Crystal Lake Publishing
Edited by Mercedes Yardley
In the midst of our very own strange reality and new (temporary) normal, I curled up with an *ARC of Arterial Bloom, which I received in exchange for an honest review. *
Most of us, especially those of us who love horror, concede that human beings are far more terrifying creatures than any demon, witch, or superstition. Many of the stories in this anthology showcase the evils of humanity. For me, that makes the horror more plausible and alarming.

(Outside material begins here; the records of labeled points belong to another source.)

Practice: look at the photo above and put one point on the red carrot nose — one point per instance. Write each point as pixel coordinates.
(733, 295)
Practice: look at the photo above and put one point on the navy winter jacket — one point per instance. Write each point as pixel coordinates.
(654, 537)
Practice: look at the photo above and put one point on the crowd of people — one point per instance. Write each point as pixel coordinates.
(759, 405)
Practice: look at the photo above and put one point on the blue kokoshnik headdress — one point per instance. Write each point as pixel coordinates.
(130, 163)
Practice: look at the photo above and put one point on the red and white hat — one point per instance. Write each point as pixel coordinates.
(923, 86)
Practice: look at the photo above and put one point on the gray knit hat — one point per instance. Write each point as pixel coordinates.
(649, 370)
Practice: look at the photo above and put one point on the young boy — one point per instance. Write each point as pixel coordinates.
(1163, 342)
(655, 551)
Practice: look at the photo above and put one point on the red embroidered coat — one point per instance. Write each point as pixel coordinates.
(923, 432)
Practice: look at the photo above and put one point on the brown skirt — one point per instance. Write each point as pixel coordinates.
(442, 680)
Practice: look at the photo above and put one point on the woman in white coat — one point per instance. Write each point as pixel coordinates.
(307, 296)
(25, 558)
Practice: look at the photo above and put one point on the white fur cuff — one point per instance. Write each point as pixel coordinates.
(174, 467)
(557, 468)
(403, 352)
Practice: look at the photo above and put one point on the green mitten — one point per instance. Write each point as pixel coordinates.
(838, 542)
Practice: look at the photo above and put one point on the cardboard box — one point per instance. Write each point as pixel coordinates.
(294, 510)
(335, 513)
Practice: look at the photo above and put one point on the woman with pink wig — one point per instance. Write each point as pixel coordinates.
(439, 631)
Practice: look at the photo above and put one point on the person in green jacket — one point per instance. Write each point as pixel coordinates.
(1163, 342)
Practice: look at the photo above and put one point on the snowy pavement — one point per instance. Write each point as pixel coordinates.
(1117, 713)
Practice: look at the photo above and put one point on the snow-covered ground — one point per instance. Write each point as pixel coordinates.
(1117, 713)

The authors seemed to go deep into the dark recesses of their minds to find unique, imaginative, and macabre stories. None of the stories were predictable, which was refreshing, but not every story had a definitive conclusion. Sometimes that works and sometimes it doesn’t. I usually like a clear, precise reason for the things that happen in a story and in the ending. But for the most part, it worked here. Some of the stories left me wondering, but if done right, not knowing can leave you more unsettled. And most of these were done right.
All the stories were well written and engaging. The editing allowed the author’s individual voices and writing styles to come alive in their characters and plots.
I’m not one to critique each story because reading is subjective and personal. I enjoyed them all but a few stood out for to me.
“Blue Was Her Favorite Color” by Dino Parenti – a somber tale of loss with a grim and startling twist.
“In The Loop” by Ken Liu – The reality of this one made it incredibly chilling.
“The Darker Side of Grief” by Naching T. Kassa – A young boy, simultaneously haunted by and grieving for his dead mother, gets help from an surprising place.
“Dog (Does Not) Eat Dog” by Grant Longstaff – an apocalyptic tale that pushes two friends to the brink.
Staying home and catching up on your reading? For fans of horror and dark fiction, Arterial Bloom is a great addition to your TBR pile.